[AgentME]

No, the vulnerability specifically has to do with Angular within extensions. Angular trusts the page DOM and uses eval-like functions on code within it. This is relatively fine if the DOM isn't controlled by someone else, but in cases where the DOM is controlled by someone with less permissions (ie. Angular is running in a higher-privilege extension, and the DOM is controlled by some webpage), then then an attacker can elevate their permissions by writing code into the DOM and letting Angular execute it within the extension.

[codedokode]

Don't extensions have their own DOM (like they have in Chrome)? Why would anyone run Angular on a browser page? It would probably conflict with existing application.

It looks like Firefox extension architecture has design problems.

And I don't like the presentation. One could think that Angular is vulnerable which is not true. The vulnerability appears when it is used in a wrong way in a browser extension.

[AgentME]

This is an issue with extensions that run code on webpage DOM. It's very popular for extensions to modify webpages. Chrome supports extensions like this too. I might even guess that more than half of extensions do this.

>Why would anyone run Angular on a browser page? It would probably conflict with existing application.

Adding additional widgets or tools directly within an existing webpage is a common thing for extensions to do. And if you're adding a lot of UI, you might want to use an existing UI library like you would on a normal webpage instead of doing all the DOM by hand. Not all UI libraries work out well for this apparently.

[bzbarsky]

> Don't extensions have their own DOM

They can. They can also manipulate the page DOM.

> Why would anyone run Angular on a browser page?

Because you want to manipulate its DOM and Angular is what you're familiar with?

> It would probably conflict with existing application

Note that it would operate on the same _DOM_ but not in the same scripting environment. That is, if you have a DOM element "foo" that comes from the web page, then doing:

  foo.somePropNameIMadeUp = 5;

will set a property that is not visible to the web page, while doing:

  foo.setAttribute("id", "myId");

or:

  foo.id = "myId";

will modify the DOM in a way the web page can see.

[mi_g]

Thanks Boris, this makes more sense.

So the risk is that an add-on would inject angular 1.x into an external web site, this web site being malicious, it modifies its own DOM, so that angular would eval expressions from this DOM within the scripting environment running at a higher privilege.
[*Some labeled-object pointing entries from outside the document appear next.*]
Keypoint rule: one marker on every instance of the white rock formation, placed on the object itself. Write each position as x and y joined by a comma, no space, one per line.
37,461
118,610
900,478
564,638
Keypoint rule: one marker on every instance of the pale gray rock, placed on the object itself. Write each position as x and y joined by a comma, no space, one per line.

What if the malicious web site does something like <script src="resource://dumb-addon/angular.min.js"></script> ? On Firefox, i verified this loads angular into the web site, but what about the privilege level ? Will it be the original one from the page or higher ?

As a side note, doing the Chrome equivalent <script src="chrome-extension://dumb-addon/angular.min.js"></script>, the loading fails with an exception saying "chrome-extension://" is not an allowed source.

In my extension, i modified the angular.min.js file to insert this as the first line:

(typeof window!=="undefined" && window.location && window.location.href && window.location.href.startsWith("resource://my-extension/")) || (function() { throw "Library loading not allowed" })();

Basically, it throws an exception if the library is not loaded from a local "resource://" page (hopefully considered as safe since it is part of the add-on code). I verified this prevented loading angular using the <script src="resource://..."> trick or if angular was inadvertently injected using a Firefox frame-script (nsIFrameScriptLoader.loadFrameScript) and add-on sdk/page-mod or sdk/content/worker modules.

Can we consider it is safe to use angular 1.x only from local add-on panels to run the user interface ?

[bzbarsky]

> What if the malicious web site does something like <script src

That will run with the website's privileges. Just like site A loading a script from site B will run it with site A's privileges.

> the loading fails with an exception saying "chrome-extension://" is not an allowed source.

Chrome extensions (and webextensions) have a way to flag particular files as "web-exposed". Ones that are not can't be loaded via the web.

Firefox has something similar for chrome:// URIs in non-webextensions, but resource:// allows loads from the web in certain contexts, which include <script> elements.

> Can we consider it is safe to use angular 1.x only from local add-on panels to run the user interface ?

I don't know the details of what the security issues reported on angular 1.x are, so I can't claim that it's safe or not safe. But at first blush, as long as angular is only interacting with the addon's own DOM, and the addon DOM never injects any text from a page DOM into itself, it _seems_ like it should be safe.

[thesmallestcat]

The presentation is fantastic. It proves beyond a doubt that Angular is vulnerable in the context that it claims to offer a security feature that is manifestly insecure. And I mean, they're evaling JS code in the template engine, this shouldn't be a surprise. To be clear, Angular from its inception claimed to offer "safe" templating. So this is a big deal.

[mordocai]

Browser extensions in all browsers typically do things to the web page DOM for various reasons. I don't know how the technical details work since I've never written one, but chrome addons can certainly change things about the web page DOM.